The debtor’s submissions

  1. In an outline of submissions in support of the application to set aside the bankruptcy notice filed 6 May 2003 the debtor had relied upon s.40(1)(g) of the Act. Reference was made to the affidavit material, and in particular of the claimed existence of a cross-demand or counter-claim and the amount of that claim. It was submitted that the Full Court of the Supreme Court of Western Australia had recognised there was an arguable case on the counter-claim, and reliance was placed on the passage from the extract referred to earlier in this judgment. It was submitted that because the counter-claim could not be raised in the subject proceedings on the basis it did not come within the authority which allowed a counter-claim to be raised in the Supreme Court, that this was precisely the situation provided for in the Bankruptcy Act to stay the effective bankruptcy until the counter-claim which could not be raised in the original proceedings is otherwise dealt with in the Supreme Court.

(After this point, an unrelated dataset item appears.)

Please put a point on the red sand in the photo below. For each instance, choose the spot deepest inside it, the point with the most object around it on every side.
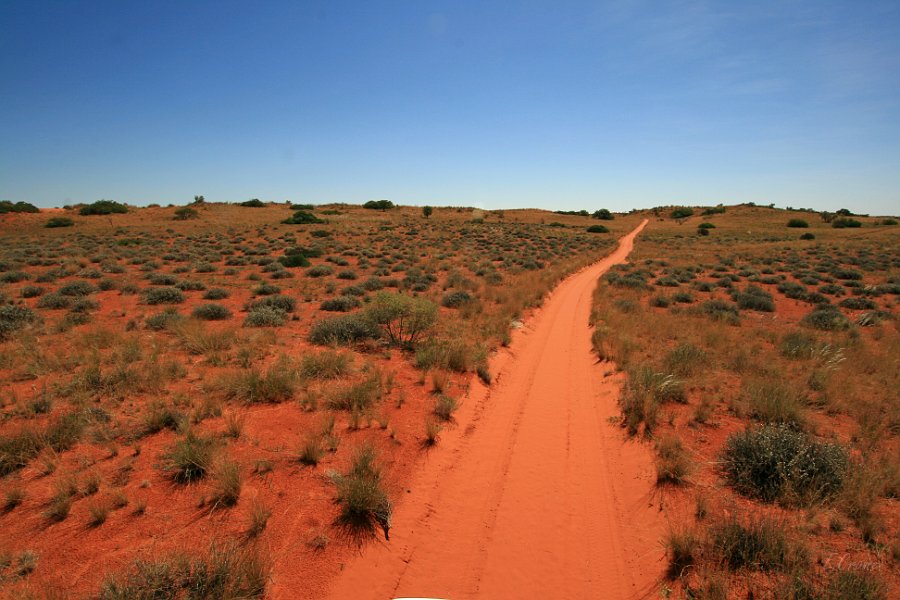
(536, 493)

  2. Reference was made to the draft statement of claim to establish what is described as "conspiracy and unconscionable conduct complained of" by the debtor.  If leave is granted in relation to matters referred to earlier in this judgment and the current Mareva injunction varied to allow costs to be expended in relation to the counter-claim, then it was submitted the proper course would be to allow the application to set aside the bankruptcy notice or defer a final decision for a reasonable time to allow steps to be taken to progress the proposed counter-claim in the Supreme Court.

  1. In the debtor's outline of submissions dated 1 August 2003 it was noted that the registrar had stated that:

    “It is clear that the cross-demand was considered in the proceeding which led to the judgment-

    It is quite clear that the cross-demand was set up and dealt with by the Supreme Court.”

  2. It was submitted that the term "cross-demand" is not a technical term and has been held to mean something that would not be described as a set-off, something that could not have been brought in the action, something that still lies outside a counter-claim and that that is of a nature which can be specified and which is of such a nature that it equals or exceeds the amount of the judgment debt.

  3. It was further submitted that it does not only mean a cross-demand strictly amounting to a defence to the claim which led to the judgment on which the bankruptcy notice is based.  It was submitted that to give the term such an interpretation would add nothing to the term "counter-claim".  It was submitted that the cross-demand could not have been set up in the action or proceedings, does not depend upon whether it could have been set up successfully but whether it could be set up as a matter of law (see Re Brink; Ex parte Commercial Banking Company of Sydney Ltd (1979-80) 44 FLR 135 at 139).

  4. Reference was made to the decision of the learned Master, which has already been set out in this judgment, and passages from the judgment of the Full Court of the Supreme Court of Western Australia.  Those passages it was submitted make it clear that the crossclaim which is relied upon by the debtor in the bankruptcy proceedings could not have been raised as a matter of law in the proceedings in which the creditor obtains judgment against the debtor on which it relies in the subject bankruptcy notice.

  5. Accordingly, it was submitted that contrary to the finding of the registrar, the cross-demand was not dealt with by the Supreme Court on its merits and the only determination made was that it was incapable of being determined in the proceedings dealing with the summary judgment application. That then, according to the submissions on behalf of the debtor, brings the matter clearly within s.40(1)(g) of the Act.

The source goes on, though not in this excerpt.